Hay un tema en el que las tres grandes creencias religiosas, la cristiana, la judía y la musulmana, coinciden: Adán y Eva fueron la primera pareja de la historia. Pero lo que ninguna de ellas dice es si al final se divorciaron.

Tiempo tuvieron de sobra; la Biblia y el Corán coinciden en que Adán vivió casi mil años (de Eva no tenemos datos, pero ya se sabe que las mujeres duran más). También tuvieron motivos. Desde la faenita de la manzana del árbol prohibido hasta las letales discrepancias entre Caín y Abel.

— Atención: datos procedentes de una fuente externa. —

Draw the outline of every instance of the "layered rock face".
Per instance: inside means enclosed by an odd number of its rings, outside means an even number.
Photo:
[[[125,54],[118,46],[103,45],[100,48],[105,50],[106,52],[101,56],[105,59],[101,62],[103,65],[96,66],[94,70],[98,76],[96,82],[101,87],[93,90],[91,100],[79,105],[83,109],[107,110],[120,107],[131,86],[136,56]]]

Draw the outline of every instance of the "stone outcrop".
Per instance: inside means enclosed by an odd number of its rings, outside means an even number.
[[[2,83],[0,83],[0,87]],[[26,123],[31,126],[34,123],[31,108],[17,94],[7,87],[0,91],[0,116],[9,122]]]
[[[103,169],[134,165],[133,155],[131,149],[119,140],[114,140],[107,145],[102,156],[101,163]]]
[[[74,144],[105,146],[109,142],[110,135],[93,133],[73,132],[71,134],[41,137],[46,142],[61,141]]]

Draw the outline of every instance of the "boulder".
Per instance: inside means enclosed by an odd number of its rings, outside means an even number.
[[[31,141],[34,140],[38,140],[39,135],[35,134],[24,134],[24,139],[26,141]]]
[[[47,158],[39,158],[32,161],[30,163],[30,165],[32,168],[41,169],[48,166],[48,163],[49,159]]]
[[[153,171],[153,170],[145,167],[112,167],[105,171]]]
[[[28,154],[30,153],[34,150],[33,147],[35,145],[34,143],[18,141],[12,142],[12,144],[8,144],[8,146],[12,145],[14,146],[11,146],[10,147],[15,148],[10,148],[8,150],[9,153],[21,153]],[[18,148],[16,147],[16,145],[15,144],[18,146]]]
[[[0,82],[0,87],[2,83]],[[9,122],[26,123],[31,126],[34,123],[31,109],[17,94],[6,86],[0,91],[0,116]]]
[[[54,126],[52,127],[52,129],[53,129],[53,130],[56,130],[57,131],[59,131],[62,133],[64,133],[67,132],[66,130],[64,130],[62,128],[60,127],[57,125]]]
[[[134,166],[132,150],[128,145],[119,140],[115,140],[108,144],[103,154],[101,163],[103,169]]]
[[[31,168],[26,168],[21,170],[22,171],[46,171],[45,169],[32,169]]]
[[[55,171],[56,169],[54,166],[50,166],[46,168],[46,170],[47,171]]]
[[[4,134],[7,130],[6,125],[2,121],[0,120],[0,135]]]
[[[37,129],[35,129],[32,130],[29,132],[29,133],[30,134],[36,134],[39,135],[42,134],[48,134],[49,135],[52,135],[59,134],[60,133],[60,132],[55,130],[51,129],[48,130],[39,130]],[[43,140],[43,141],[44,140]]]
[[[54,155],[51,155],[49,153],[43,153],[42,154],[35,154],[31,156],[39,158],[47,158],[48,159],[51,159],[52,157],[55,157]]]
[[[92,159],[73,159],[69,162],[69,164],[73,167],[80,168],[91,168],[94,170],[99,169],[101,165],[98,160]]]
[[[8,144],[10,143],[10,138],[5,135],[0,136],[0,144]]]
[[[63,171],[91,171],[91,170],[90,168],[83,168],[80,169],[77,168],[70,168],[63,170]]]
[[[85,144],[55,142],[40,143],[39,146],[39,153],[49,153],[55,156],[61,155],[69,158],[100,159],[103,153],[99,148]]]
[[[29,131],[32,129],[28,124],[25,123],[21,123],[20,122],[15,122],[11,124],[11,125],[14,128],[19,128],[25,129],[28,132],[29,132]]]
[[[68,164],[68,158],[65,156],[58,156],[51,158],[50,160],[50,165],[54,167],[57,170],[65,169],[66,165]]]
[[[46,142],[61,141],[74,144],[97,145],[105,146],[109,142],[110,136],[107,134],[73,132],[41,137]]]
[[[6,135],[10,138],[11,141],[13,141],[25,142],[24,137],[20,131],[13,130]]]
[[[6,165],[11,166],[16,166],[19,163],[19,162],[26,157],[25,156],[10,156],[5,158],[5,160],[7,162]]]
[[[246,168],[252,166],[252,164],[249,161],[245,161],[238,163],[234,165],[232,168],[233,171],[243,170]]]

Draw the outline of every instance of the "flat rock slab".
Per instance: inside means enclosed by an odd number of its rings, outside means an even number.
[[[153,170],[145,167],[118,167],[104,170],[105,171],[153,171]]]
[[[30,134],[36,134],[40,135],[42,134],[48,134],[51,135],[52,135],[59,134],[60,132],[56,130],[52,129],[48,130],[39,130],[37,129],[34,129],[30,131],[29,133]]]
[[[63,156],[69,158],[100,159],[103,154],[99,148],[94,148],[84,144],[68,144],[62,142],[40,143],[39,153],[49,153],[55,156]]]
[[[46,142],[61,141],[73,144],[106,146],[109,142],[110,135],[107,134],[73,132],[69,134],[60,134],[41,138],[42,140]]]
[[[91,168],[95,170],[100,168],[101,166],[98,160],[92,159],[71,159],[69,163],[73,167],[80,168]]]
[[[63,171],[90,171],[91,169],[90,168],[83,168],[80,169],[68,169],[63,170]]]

Desde entonces ha diluviado mucho y hoy el divorcio está al orden del día. Raro es ya el país en el que separarse sea un problema irresoluble.

Entonces, ¿por qué a las palabras les resulta tan difícil?

El hecho es que, en el campo de la semántica, cuando dos palabras formalizan su relación se hace casi imposible el poder desligarlas.

En nuestro país el problema viene de antiguo. Pero fue con el advenimiento del NO-DO cuando decenas de palabras formalizaron su relación estable.

En aquel noticiero, de proyección obligatoria en todos los cines de España desde 1942 hasta 1976, la gente aprendió que, como Adán, no es bueno que el sustantivo esté solo. Y por eso se acostumbraron a que la palabra adhesión fuera siempre del brazo de inquebrantable, que final se casara con apoteósico, y misión no se separara de sagrada.

Han pasado más de 40 años y todavía seguimos descubriendo esos «matrimonios de toda la vida» entre los renglones de cualquier texto mediocre. Porque incluso escritores que presumen de buena pluma nos recuerdan de vez en cuando la existencia de parejas como error garrafal, sueño reparador, rollo patatero, duda existencial, daños irreparables y un largo etcétera.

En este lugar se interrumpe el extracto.